On a Guwahati pitch where batsmen from both sides made big impressions, Nathan Ellis and Sam Curran employed cross-seam bowling to tilt the balance their team’s way.  

 

“Nothing is impossible, the word itself says ‘I’m possible’!” At first glance, that’s just a cliché. But on a very humid day in Barsapara, Punjab Kings made what seemed like a mission impossible, possible. With considerable dew around, their bowlers mixed steel with bowling smarts to trump Rajasthan Royals by a mere five runs.

So how did Nathan Ellis wade through the dewy conditions and end up with a four-for? What made Sam Curran tick in the final over under extreme duress? Let’s delve deeper to analyse the spells. To begin with, the IPL game was being played at the Barsapara Stadium in Guwahati. The city is situated 49.5-55.5.m above sea level. The weather there is mostly humid; the average humidity is 73 percent in Guwahati in the month of April. So it wasn’t surprising that during the Rajasthan-Punjab game, there was a lot of dew. 

In such conditions, while defending a score of 197, Punjab’s think-tank decided to employ cross-seam.

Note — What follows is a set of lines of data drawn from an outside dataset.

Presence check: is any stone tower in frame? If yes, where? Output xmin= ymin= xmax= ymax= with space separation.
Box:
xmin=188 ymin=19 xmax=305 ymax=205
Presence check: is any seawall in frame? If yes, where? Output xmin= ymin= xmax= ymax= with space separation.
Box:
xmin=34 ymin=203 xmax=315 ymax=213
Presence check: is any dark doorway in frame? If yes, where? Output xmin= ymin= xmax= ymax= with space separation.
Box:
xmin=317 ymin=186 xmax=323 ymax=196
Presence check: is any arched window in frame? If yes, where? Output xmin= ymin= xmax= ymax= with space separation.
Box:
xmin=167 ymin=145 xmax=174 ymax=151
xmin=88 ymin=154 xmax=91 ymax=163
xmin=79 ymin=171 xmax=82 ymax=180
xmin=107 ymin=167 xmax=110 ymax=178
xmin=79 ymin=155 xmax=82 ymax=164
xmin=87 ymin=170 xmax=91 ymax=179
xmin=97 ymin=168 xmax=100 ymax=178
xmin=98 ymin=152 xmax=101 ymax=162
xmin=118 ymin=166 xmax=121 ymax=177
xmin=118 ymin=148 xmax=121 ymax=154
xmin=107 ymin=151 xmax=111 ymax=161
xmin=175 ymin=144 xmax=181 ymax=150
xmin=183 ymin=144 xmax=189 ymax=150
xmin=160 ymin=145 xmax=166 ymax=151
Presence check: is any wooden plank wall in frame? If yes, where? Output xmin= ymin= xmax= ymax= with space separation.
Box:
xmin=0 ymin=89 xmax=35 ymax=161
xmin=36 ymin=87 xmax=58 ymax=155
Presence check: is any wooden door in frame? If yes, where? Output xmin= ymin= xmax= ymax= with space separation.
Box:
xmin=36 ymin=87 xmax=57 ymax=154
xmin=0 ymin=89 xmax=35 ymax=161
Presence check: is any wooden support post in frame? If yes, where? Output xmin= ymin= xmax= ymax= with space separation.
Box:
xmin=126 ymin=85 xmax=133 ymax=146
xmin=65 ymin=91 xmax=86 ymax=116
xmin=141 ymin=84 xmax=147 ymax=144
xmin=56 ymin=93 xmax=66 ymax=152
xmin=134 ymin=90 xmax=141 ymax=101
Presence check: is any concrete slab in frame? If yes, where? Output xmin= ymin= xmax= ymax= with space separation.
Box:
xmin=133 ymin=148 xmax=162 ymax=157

It is all good to lay out a strategy but it still has to be executed, and in Ellis they found the right candidate to put the plan into action. The first delivery itself that Ellis bowled was cross-seam. However, he ended up offering a modicum of width, and Sanju Samson cut it to the boundary hoardings. To make matters worse for Ellis, he was smashed for another boundary the very next ball.

Ellis, though, didn’t waver from his plan of bowling cross-seam, and soon bagged the key scalp of Jos Buttler. It is true that the wicket came on the back of a stunning return catch by Elllis. But the line was straighter and that meant Buttler couldn’t free his arms, as he edged one back to the bowler. Ellis also accounted for the wicket of Samson. Unlike before, Samson wasn’t able to make use of the width as he skewed one to the fielder stationed at long-off. Ellis then dislodged Riyan Parag and Devdutt Padikkal as well with his cross-seam variation.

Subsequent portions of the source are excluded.